Anisotropic materials have different mechanical properties in different directions. In the case of elastic materials, these properties are described by a set of elastic constants that relate stress and strain in different directions.

There are two types of elastic constants: scalar constants and tensor constants. Scalar constants are those that are independent of direction and include Young's modulus (E), shear modulus (G), and Poisson's ratio (ν). These constants describe the material's response to stress and strain in any direction.
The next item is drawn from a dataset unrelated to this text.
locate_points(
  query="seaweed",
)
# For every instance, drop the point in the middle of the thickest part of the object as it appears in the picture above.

On the other hand, tensor constants are direction-dependent and describe the material's response to stress and strain in specific directions. For a completely anisotropic material, the number of tensor constants is determined by the number of independent directions in which stress and strain can occur.

The number of independent directions in three-dimensional space is determined by the number of independent components in a second-order tensor, which is given by the formula:

Number of independent components = n(n+1)/2

where n is the number of dimensions. In the case of three-dimensional space, n=3, so the number of independent components is:

Number of independent components = 3(3+1)/2 = 6

Since stress and strain are symmetric tensors, the number of independent components is reduced to half. Therefore, the number of independent elastic constants for a completely anisotropic material in three-dimensional space is:

Number of independent elastic constants = 6/2 = 3

However, each independent elastic constant has three components (one for each dimension), resulting in a total of:

Total number of elastic constants = 3 × 3 = 9

In addition to these nine constants, there are also twelve off-diagonal components that describe the coupling between different directions. These coupling constants are also independent and contribute to the anisotropic behavior of the material. Therefore, the total number of elastic constants for a completely anisotropic elastic material in three-dimensional space is:

Total number of elastic constants = 9 + 12 = 21

Hence, the correct answer is option C (21).